Rimski-Korsakov inspireerde zich voor zijn opera Sadko op een historisch personage, een lid van de gilde van zeevaarders in het oude republikeinse Novgorod. In de uitgebreide verzameling van troubadoursverhalen (bylini) van Novgorod is deze rijke handelaar uitgegroeid tot een legendarisch figuur. Rimski-Korsakov was vertrouwd met het gegeven, want hij had in 1867 al een symfonisch gedicht op Sadko gecomponeerd. De opera ging in première onder impuls van de rijke spoorwegmagnaat Savva Mamontov in zijn privé-theater in Moskou in december 1897. Het was een succes, maar in het Westen is de opera een rariteit gebleven.
De voorstelling begint met een feeëriek beeld: een processie van in witte gewaden geklede nimfen, dochters van de Zeekoning. Een voorafschaduwing van de wereld waarin Sadko de realiteit ontvlucht. De evocatie zorgt voor een veelbelovend introductiebeeld van het hoofdthema van de opera, maar maakt de belofte van een knappe regie evenwel niet waar.
Geforceerd geëngageerd
De regisseur grijpt de thema’s van het stuk (koopmanswereld, ballingschap, migratie, dromen van exotische bestemmingen) aan om er een geforceerd geëngageerd stuk van te maken. Het kapitalisme avant-la lettre van de rijke koopman en pseudo-artiest Sadko resulteert in een warboel van beelden, die verwijzen naar de huidige tijd en op een scherm boven de scène geprojecteerd worden. Filmbeelden van oorlogsgebieden, vluchtelingen op zee, voetbalwedstrijden, promotiefilmpjes voor toeristische steden wisselen elkaar vrij lukraak af als context voor de ambities, ontgoochelingen en idealen van Sadko. De beeldenstroom beklijft niet. Integendeel, ze stoort en verveelt. Ondertussen zwerft Sadko rond als de eeuwige zoeker en pelgrim, weliswaar van in de eerste scène belachelijk gemaakt door zijn stadsgenoten en letterlijk in zijn onderbroek gezet. Een weinig verkwikkelijk gezicht doorheen de opera.

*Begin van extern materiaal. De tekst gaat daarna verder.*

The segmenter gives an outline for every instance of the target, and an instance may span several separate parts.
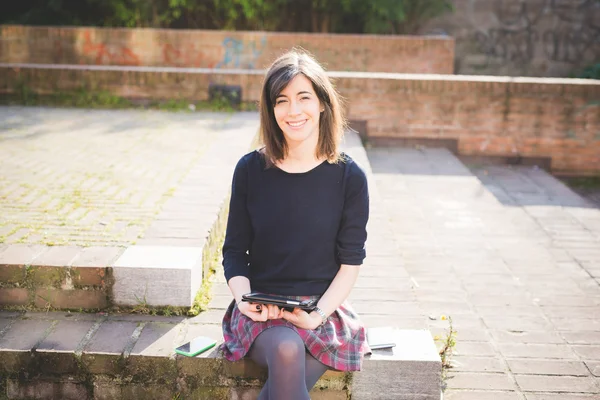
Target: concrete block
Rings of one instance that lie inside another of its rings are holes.
[[[396,347],[365,357],[352,378],[352,398],[439,400],[442,363],[429,331],[395,330],[395,338]]]
[[[202,248],[131,246],[112,274],[117,305],[189,307],[202,283]]]

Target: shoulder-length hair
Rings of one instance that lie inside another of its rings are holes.
[[[321,65],[308,53],[292,50],[280,56],[269,67],[260,97],[260,139],[267,167],[287,156],[288,147],[283,132],[275,119],[275,100],[298,75],[312,82],[313,89],[324,111],[319,118],[319,141],[316,158],[330,163],[341,160],[339,145],[346,129],[341,98]]]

De aan de reële wereld tegengestelde fantasiewereld levert de mooiste passages op. Sadko verzeilt in het sprookjesrijk van de Zeekoning. Zijn dochter Volchova – een personage te vergelijken met Russalka uit Dvořaks opera – verleidt hem. Voor de wereld van de Zeekoning en zijn nimfen heeft Kramer mooie beelden ontworpen die zowel de beloftevolle droom van Sadko als nadien zijn ontgoocheling en terugkeer naar de aardse realiteit evoceren. Als witte zwanen met lange snavels zweven de vrouwen over de scène en evoceren een magische wereld. Het huwelijk tussen Sadko en de zeemeermin kan natuurlijk niet standhouden en nadat Volchova zich – bij een ontroerend liefdeslied – heeft opgeofferd, verschijnen de nimfen als treurgodinnen: trieste zwarte figuren. Sadko keert uit deze zwarte onderwereld terug naar zijn stad Novgorod en verzoent zich met zijn vrouw Ljoebava.
Subliem orkest
Een episodisch werk als Sadko is uiteraard een hele opgave voor een regisseur en Daniel Kramer is er niet echt in geslaagd ons te boeien. Wat ons wel gefascineerd heeft, is de prachtige orkestpartituur die Rimski-Korsakov ons biedt. Voor elke episode klinkt uit het orkest muziek die een wereld op zich creëert. Verhalend als Sadko zijn vrouw Ljoebava achterlaat, magisch en sprookjesachtig voor de zeemeerminnen, dreigend bij de Zeekoning. De drie kooplui die Sadko in de vierde scène ontmoet (een Varjaag – of Viking-, een Indiër en een Venetiaan), krijgen elk een lied in gepaste stijl. Het lied van de Hindu is trouwens zowat het enige ietwat bekende fragment uit de opera. De liefdesverklaring van Volchova gaat gepaard met smachtende cello’s waar geen minnaar aan kan weerstaan. Deze orkestmuziek wordt trouwens schitterend vertolkt door het orkest van Opera Vlaanderen o.l.v. zijn gewezen chef-dirigent Dmitri Jurowski. Gewoon subliem wat het orkest presteert. Ook de enorme rol van het koor is perfect ingevuld.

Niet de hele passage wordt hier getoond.